While this is indeed regrettable phrasing, the wording on many, many pictures of both black and white looters found at http://www.nola.com/hurricane/photos/ is simply "People remove items..." or "People remove goods...", so maybe -- just maybe -- the discrepancy between black people looting and white people finding was not on purpose.

#52 ::: Gunther Schmidl ::: (view all by) ::: August 31, 2005, 06:35 AM:

Interestingly, on CNN, it's "A young man drags groceries through chest-deep water in New Orleans on Tuesday."

#53 ::: Aunt Deb ::: (view all by) ::: August 31, 2005, 07:01 AM:

I am so heartened to see so many people responding to the ugliness of the "looting" reporting. For myself,I would very much like to see Col. Terry Eberrt, the Homeland Security person being quoted ad nauseam in the media, be made to shut up. He's the one who said that thing about the "die-hards" who wouldn't leave would soon be "dying hard" and then he said that it wasn't so bad because there weren't "thousands" of bodies floating around -- this after the breaching of the 17th St levee became clearly unrepairable by anything as tiny as never-appearing 3000-pound sandbags.

#54 ::: Graydon ::: (view all by) ::: August 31, 2005, 08:02 AM:

The other thing about casualties is that the current administration -- which certainly does have cupability for both the state of the New Orleans flood defences and the inadequate evacuation plane -- is going to do everything it can to delay and obscure that this event has killed many more people than 9/11 did. (Right down to what is looking like a policy to not count the dead at all.)

Conservatively, there were 100,000 people left behind in New Orleans; all it takes is 3% not having sufficient mobility to get to a rooftop or through the flooded streets for them to be dead. Three percent is unfortunately very likely to be seriously on the low side; there are a lot more than 3% of old people, small children, and folks with mobility issues in a population of 100,000.

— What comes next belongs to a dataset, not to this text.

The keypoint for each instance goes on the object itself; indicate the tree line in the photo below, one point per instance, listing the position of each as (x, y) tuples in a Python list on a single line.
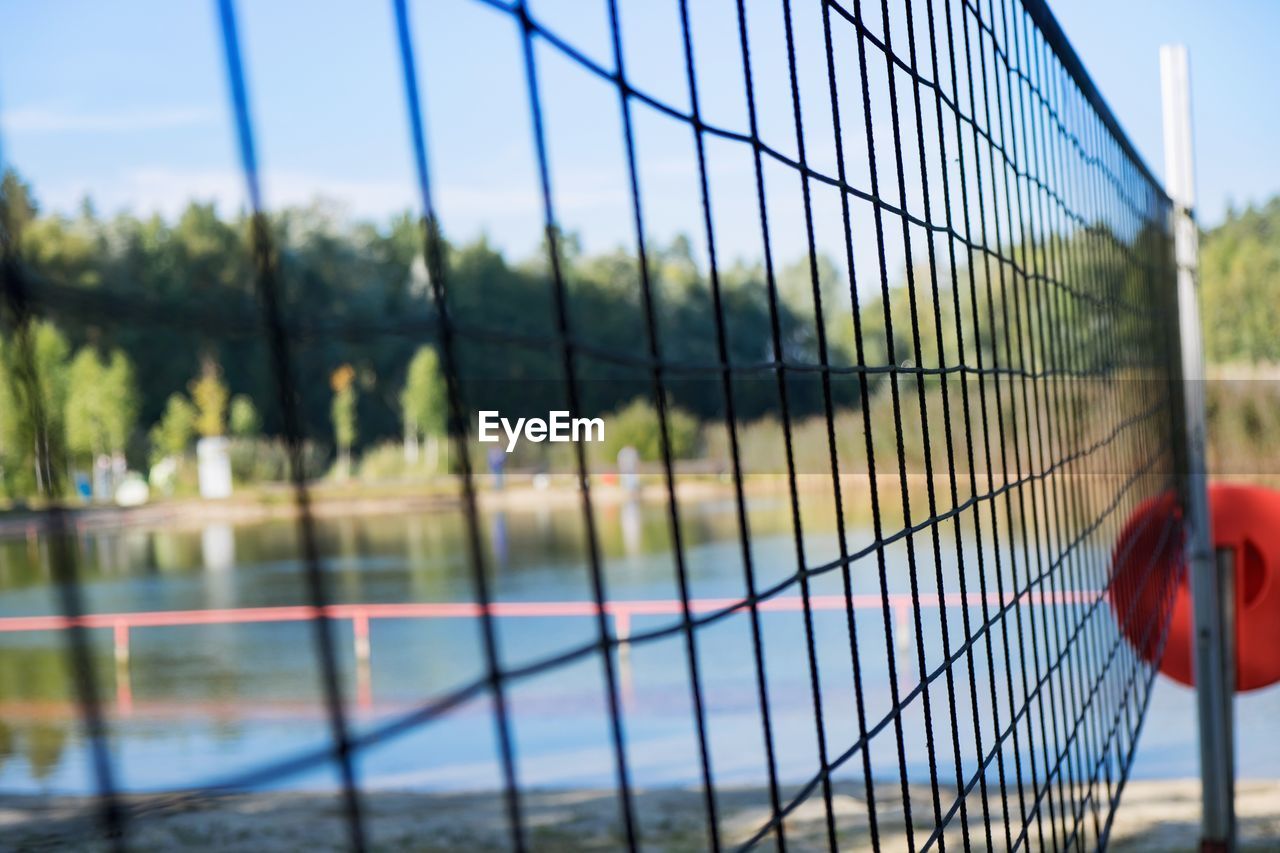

This is ignoring everybody else along the coast, the probable consequences of a lack of sanitation facilities and potable water, the side effects of the severe toxic contamination going on in New Orleans, and the side effects of the transportation infrastructure being severely degraded. This is just the consequences of the deliberate policy to not evacuate poor people from New Orleans.

#55 ::: jill ::: (view all by) ::: August 31, 2005, 08:03 AM:

Let me explain to you how pissed off this entire situation makes me. Reading the NY Times and seeing the words "chose to stay" in regards to those who couldn't do anything but remain in their houses and hope for the best. There many have been a few residents who chose to stay rather than leave or seek shelter, but I doubt that the masses left had any choice. These were people trapped because the security plan didn't have a way out for them. I wonder how much access these people had to a shelter. Should they have been expected to walk to the Superdome if it were miles away?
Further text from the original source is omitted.